Express the following numbers in usual form.
(i) \[3.02 \times {10^{ - 6}}\]
(ii) \[4.5 \times {10^4}\]
(iii) \[3 \times {10^{ - 8}}\]
(iv) \[1.0001 \times {10^9}\]
(v) \[5.8 \times {10^{12}}\]
(vi) \[3.61492 \times {10^6}\]

Answer 1

Hint:These are problems of decimal functions. To solve these we will use exponential formulae. First we will convert these questions into fraction form then we will simplify it using exponential formulae to get the answer.

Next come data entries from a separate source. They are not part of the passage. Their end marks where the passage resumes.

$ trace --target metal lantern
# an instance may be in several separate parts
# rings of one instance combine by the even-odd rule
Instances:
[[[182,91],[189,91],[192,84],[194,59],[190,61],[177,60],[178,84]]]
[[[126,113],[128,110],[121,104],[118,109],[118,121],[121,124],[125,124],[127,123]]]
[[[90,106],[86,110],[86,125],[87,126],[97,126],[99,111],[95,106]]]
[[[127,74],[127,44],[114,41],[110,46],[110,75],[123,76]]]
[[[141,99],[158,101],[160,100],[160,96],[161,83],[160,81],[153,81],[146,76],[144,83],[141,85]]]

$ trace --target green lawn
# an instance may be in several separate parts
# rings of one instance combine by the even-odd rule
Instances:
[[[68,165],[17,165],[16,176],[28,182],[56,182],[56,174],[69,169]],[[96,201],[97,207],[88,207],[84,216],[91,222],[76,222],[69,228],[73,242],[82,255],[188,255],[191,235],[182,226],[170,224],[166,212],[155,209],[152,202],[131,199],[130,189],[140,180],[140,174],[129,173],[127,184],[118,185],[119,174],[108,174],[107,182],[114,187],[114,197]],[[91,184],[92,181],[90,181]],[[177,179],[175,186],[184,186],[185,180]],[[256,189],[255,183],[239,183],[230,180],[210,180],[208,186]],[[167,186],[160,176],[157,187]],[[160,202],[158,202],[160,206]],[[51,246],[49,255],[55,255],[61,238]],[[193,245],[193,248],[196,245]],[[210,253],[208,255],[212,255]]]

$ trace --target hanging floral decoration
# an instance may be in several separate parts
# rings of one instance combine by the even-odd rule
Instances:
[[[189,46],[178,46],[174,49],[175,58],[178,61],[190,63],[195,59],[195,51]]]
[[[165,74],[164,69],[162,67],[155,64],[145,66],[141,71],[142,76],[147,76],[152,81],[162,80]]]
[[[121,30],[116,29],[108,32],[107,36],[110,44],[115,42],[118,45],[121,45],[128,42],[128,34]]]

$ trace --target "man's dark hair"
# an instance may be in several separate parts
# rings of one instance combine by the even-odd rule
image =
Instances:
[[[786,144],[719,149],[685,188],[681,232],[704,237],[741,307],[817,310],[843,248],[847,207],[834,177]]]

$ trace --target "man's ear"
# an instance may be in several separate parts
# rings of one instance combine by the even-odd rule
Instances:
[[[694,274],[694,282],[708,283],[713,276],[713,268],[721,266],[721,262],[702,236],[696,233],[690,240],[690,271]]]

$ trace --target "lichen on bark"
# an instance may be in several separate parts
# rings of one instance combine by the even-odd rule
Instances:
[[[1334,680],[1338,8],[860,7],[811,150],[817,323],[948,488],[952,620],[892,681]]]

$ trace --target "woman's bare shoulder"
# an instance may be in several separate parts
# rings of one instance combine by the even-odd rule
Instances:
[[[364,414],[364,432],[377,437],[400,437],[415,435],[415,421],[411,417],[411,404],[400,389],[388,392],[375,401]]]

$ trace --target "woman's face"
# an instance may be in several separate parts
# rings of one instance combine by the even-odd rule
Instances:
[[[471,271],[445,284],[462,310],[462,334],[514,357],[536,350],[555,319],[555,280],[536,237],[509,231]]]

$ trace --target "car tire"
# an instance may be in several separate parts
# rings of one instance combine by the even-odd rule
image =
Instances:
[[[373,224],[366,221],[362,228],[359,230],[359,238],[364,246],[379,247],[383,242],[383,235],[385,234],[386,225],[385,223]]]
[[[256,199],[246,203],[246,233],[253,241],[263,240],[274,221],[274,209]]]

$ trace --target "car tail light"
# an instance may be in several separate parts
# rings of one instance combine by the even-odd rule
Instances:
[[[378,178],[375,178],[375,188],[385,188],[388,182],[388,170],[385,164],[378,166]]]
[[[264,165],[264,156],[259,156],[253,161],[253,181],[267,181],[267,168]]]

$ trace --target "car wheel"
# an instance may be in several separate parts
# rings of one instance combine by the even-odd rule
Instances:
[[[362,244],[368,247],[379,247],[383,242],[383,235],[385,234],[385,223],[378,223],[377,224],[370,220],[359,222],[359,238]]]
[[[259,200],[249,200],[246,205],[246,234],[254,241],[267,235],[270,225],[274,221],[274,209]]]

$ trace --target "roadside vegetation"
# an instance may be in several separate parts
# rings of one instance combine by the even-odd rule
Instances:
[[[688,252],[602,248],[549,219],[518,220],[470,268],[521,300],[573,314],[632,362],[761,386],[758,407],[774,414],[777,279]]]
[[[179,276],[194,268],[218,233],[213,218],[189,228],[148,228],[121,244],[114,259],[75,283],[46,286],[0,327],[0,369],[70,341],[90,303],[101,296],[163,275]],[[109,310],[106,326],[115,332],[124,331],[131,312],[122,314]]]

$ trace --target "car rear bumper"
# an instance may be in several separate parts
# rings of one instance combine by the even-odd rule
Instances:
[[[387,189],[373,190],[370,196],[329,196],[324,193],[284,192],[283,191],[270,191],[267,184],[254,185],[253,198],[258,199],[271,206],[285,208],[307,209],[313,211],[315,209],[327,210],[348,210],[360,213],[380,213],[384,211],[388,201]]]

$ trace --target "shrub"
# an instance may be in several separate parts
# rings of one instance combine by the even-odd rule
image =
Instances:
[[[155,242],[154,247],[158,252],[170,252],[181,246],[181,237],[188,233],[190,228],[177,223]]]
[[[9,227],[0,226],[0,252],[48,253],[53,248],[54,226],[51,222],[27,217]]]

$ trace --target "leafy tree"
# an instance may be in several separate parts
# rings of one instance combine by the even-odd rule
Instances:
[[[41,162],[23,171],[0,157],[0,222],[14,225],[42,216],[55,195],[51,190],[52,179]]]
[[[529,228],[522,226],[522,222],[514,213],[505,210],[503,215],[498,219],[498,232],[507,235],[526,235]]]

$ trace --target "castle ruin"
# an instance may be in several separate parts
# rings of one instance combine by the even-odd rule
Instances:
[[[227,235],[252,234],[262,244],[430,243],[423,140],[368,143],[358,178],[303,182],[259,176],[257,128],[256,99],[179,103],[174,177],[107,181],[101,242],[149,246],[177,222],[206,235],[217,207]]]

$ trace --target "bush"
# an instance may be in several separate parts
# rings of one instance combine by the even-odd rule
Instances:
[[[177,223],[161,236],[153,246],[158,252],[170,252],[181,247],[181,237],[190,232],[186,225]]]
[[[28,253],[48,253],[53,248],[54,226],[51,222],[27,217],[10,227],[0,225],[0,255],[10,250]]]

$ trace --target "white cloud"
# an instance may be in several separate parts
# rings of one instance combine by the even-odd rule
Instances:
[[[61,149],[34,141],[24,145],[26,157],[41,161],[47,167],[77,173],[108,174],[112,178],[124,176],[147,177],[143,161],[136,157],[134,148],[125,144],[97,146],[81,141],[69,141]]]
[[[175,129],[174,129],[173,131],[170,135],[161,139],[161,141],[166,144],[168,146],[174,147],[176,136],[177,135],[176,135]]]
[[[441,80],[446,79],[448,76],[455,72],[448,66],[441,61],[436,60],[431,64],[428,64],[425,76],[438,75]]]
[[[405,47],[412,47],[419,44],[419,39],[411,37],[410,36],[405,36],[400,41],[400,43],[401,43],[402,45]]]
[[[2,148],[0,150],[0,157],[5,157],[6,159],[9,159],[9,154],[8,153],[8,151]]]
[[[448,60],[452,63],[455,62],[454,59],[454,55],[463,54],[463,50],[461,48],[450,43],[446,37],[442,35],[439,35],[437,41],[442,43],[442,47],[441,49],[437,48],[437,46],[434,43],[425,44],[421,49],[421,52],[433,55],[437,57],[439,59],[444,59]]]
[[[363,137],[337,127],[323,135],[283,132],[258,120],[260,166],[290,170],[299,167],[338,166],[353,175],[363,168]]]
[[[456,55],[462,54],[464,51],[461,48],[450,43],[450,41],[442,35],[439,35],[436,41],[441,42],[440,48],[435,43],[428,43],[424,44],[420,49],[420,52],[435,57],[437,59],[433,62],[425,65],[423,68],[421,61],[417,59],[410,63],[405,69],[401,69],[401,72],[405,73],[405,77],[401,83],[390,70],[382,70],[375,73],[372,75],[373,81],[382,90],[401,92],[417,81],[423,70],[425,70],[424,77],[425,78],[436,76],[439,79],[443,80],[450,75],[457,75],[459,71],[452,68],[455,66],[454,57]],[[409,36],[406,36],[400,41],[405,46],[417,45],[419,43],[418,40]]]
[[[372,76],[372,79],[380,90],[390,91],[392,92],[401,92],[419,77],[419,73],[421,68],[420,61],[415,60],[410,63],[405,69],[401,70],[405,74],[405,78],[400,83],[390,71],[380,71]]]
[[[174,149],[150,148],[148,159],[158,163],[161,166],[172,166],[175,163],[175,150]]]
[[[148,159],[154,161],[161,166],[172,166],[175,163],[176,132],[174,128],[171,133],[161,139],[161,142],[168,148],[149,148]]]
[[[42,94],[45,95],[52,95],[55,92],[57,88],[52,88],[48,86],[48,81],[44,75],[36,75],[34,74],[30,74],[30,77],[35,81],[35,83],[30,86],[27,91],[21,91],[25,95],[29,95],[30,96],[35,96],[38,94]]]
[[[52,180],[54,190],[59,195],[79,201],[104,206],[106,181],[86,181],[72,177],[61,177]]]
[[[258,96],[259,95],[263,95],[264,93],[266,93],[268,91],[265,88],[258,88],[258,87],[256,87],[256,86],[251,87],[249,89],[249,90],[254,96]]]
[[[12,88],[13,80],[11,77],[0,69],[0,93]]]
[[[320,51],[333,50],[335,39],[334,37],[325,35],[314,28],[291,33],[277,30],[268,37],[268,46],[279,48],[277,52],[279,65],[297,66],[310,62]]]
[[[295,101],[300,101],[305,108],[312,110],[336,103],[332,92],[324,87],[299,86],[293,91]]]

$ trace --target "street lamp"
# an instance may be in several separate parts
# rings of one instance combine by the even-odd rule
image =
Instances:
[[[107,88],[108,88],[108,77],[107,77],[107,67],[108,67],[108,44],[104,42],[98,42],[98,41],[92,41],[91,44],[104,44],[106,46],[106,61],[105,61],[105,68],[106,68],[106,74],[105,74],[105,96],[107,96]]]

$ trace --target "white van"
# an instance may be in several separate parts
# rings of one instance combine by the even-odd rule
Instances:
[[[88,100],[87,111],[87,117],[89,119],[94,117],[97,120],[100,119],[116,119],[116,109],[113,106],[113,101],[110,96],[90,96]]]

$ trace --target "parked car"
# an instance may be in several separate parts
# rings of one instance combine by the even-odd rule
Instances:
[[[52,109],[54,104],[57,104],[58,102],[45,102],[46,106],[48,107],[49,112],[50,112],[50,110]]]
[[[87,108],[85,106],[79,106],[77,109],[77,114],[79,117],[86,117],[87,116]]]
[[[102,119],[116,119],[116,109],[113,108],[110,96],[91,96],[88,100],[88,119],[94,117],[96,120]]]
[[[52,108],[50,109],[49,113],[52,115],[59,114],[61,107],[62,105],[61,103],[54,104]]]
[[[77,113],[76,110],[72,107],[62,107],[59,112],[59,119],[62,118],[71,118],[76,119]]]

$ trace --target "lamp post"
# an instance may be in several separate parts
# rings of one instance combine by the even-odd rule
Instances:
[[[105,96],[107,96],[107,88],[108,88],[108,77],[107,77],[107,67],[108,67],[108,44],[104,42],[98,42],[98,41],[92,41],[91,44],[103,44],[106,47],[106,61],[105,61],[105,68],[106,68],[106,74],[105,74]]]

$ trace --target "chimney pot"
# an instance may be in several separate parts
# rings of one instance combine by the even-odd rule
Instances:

Complete step-by-step answer:
(i) \[3.02 \times {10^{ - 6}}\]
We can write the decimal in fraction form as,
 $ = \dfrac{{302}}{{100}} \times {10^{ - 6}} $
 $ = \dfrac{{302}}{{{{10}^2}}} \times {10^{ - 6}} $
We can write $ {10^{ - 6}} $ as $ \dfrac{1}{{{{10}^6}}} $ ,
 $ = \dfrac{{302}}{{{{10}^2}}} \times \dfrac{1}{{{{10}^6}}} $
Multiplying the denominator using exponential formula $ {a^m} \times {a^n} = {a^{m + n}} $ we get,
 $ = \dfrac{{302}}{{{{10}^{2 + 6}}}} $
 $ = \dfrac{{302}}{{{{10}^8}}} $
Converting this into decimal form we get,
 $ = 0.00000302 $
 $ \therefore $ $ 3.02 \times {10^{ - 6}} = 0.00000302 $

(ii) \[4.5 \times {10^4}\]
We can write the decimal in fraction form as,
 $ = \dfrac{{45}}{{10}} \times {10^4} $
We can write it as,
 $ = 45 \times \dfrac{{{{10}^4}}}{{10}} $
Using exponential formula $ \dfrac{{{a^m}}}{{{a^n}}} = {a^{m - n}} $ we get,
 $ = 45 \times {10^{4 - 1}} $
 $ = 45 \times {10^3} $
Converting this into decimal form we get,
 $ = 45000 $
 $ \therefore $ $ 4.5 \times {10^4} = 45000 $

(iii) \[3 \times {10^{ - 8}}\]
We can write the decimal in fraction form as,
\[ = \dfrac{3}{{{{10}^8}}}\]
Converting this into decimal form we get,
 $ = 0.00000003 $
 $ \therefore $ $ 3 \times {10^{ - 8}} = 0.00000003 $

(iv) \[1.0001 \times {10^9}\]
We can write the decimal in fraction form as,
 $ = \dfrac{{10001}}{{10000}} \times {10^9} $
We can write 10000 as $ {10^4} $ ,
 $ = \dfrac{{10001}}{{{{10}^4}}} \times {10^9} $
 $ = 10001 \times \dfrac{{{{10}^9}}}{{{{10}^4}}} $
Multiplying the denominator using exponential formula $ \dfrac{{{a^m}}}{{{a^n}}} = {a^{m - n}} $ we get,
 $ = 10001 \times {10^{9 - 4}} $
 $ = 10001 \times {10^5} $
Converting this into decimal form we get,
 $ = 1000100000 $
 $ \therefore $ $ 1.0001 \times {10^9} = 1000100000 $

(v) \[5.8 \times {10^{12}}\]
We can write the decimal in fraction form as,
 $ = \dfrac{{58}}{{10}} \times {10^{12}} $
 $ = 58 \times \dfrac{{{{10}^{12}}}}{{10}} $
Using exponential formula $ \dfrac{{{a^m}}}{{{a^n}}} = {a^{m - n}} $ we get,
 $ = 58 \times {10^{12 - 1}} $
 $ = 58 \times {10^{11}} $
Converting this into decimal form we get,
 $ = 5800000000000 $
 $ \therefore $ $ 5.8 \times {10^{12}} = 5800000000000 $

(vi) \[3.61492 \times {10^6}\]
We can write the decimal in fraction form as,
 $ = \dfrac{{361492}}{{100000}} \times {10^6} $
We can write 100000 as $ {10^5} $ ,
 $ = \dfrac{{361492}}{{{{10}^5}}} \times {10^6} $
 $ = 361492 \times \dfrac{{{{10}^6}}}{{{{10}^5}}} $
Using exponential formula $ \dfrac{{{a^m}}}{{{a^n}}} = {a^{m - n}} $ we get,
 $ = 361492 \times {10^{6 - 5}} $
 $ = 361492 \times 10 $
Converting this into decimal form we get,
 $ = 3614920 $
 $ \therefore $ $ 3.61492 \times {10^6} = 3614920 $

Note:In algebra a decimal number can be defined as a number whose whole number part and fractional part is separated by a decimal point.A fraction represents a part of a whole.Students should remember all the formulae, properties and rules of decimal function, fraction and exponential function.